The architecture we'd want if we were the agency holding the keys.
Flarewatch holds client cloud credentials on behalf of agencies. This page documents how — and what we'd do if something went wrong.
Threat model — who we defend against.
The asset is the set of BYO provider credentials an agency stores so Flarewatch can read traffic, revenue, and email-health data from Cloudflare, Supabase, Stripe, and Resend.
We defend against four realistic adversaries: (1) an external attacker who compromises a Flarewatch operator account; (2) an external attacker who compromises Supabase or Cloudflare infrastructure beneath us; (3) a malicious or curious Flarewatch employee (we are currently zero employees, but the design assumes we won't be forever); (4) a tenant attempting to escalate across other tenants' data.
We do not claim to defend against a nation-state with physical access to a tenant's laptop. We also do not defend against an agency that stores a Stripe secret key — which is why we refuse to accept one (restricted-read only).
The vault — BYO keys, envelope encryption.
Every tenant gets a per-tenant Data Encryption Key (DEK, AES-256-GCM). The DEK encrypts each stored credential. The DEK itself is wrapped by a Key Encryption Key (KEK) held in Cloudflare Secrets — never in Postgres.
Decryption happens only in-process inside a single Edge Function or Worker invocation, at the moment a connector needs the secret. Plaintext credentials are never logged, cached to disk, returned to the browser, or written to a queue. The UI shows the last 4 characters and the scope — nothing more.

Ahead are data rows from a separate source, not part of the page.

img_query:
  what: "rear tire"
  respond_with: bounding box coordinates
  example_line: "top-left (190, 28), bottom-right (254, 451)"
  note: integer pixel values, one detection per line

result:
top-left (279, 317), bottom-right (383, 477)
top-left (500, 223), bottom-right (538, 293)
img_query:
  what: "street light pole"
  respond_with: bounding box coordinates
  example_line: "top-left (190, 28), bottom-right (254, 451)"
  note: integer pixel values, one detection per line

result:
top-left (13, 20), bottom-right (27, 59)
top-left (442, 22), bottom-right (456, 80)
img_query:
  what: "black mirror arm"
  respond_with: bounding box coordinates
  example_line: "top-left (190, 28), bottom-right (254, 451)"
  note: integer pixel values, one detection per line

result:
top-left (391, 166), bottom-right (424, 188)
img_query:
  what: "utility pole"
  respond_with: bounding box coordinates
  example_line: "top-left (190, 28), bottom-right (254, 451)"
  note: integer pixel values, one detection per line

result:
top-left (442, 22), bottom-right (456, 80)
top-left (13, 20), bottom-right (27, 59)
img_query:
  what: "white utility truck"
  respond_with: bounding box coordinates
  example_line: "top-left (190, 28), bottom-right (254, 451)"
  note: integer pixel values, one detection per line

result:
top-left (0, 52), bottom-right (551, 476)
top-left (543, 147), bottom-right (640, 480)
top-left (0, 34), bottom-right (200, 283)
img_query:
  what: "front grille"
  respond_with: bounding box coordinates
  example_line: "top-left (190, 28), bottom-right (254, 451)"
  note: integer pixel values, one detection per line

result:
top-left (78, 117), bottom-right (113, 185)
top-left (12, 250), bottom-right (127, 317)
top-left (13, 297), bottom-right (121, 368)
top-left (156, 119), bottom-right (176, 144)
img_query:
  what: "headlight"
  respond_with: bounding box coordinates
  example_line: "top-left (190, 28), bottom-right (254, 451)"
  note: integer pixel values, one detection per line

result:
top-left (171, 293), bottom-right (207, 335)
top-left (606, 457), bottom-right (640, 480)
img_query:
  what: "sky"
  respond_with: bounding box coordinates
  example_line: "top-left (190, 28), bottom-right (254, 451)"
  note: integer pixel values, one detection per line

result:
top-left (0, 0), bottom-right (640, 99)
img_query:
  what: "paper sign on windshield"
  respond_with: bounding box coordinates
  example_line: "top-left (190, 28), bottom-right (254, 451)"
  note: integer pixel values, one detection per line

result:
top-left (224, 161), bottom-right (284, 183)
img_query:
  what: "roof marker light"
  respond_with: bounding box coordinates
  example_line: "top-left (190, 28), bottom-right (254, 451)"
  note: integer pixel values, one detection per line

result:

browser ──HTTPS──► Edge Function ──fetch KEK──► Cloudflare Secrets
│
├──unwrap DEK──► per-tenant AES-256-GCM key
│
├──decrypt──► plaintext (in-memory only)
│
└──call──► provider API (CF/Supabase/...)
▲
└─ plaintext dropped on function exitThe KEK is versioned and bound by Additional Authenticated Data (AAD) to the tenant + credential ID, so a stolen ciphertext can't be replayed against a different row. See ADR-0001 — KEK versioning & AAD and ADR-0002 — Service-role key boundary below.
Auth — mandatory 2FA + scoped step-up.
Every Flarewatch account enrolls TOTP on first login. AAL1 is password-only; AAL2 is a fresh TOTP within the last few minutes. AAL1 is enough to view dashboards. AAL2 is mandatory for: revealing or rotating a stored credential, running anything in the SQL console, and any provider write action.
Step-up is scope-bound: a credential reveal mints a single-use token tied to one specific credential ID and one specific action. The token can't be replayed to reveal a different secret, and it expires on use or in 5 minutes — whichever comes first.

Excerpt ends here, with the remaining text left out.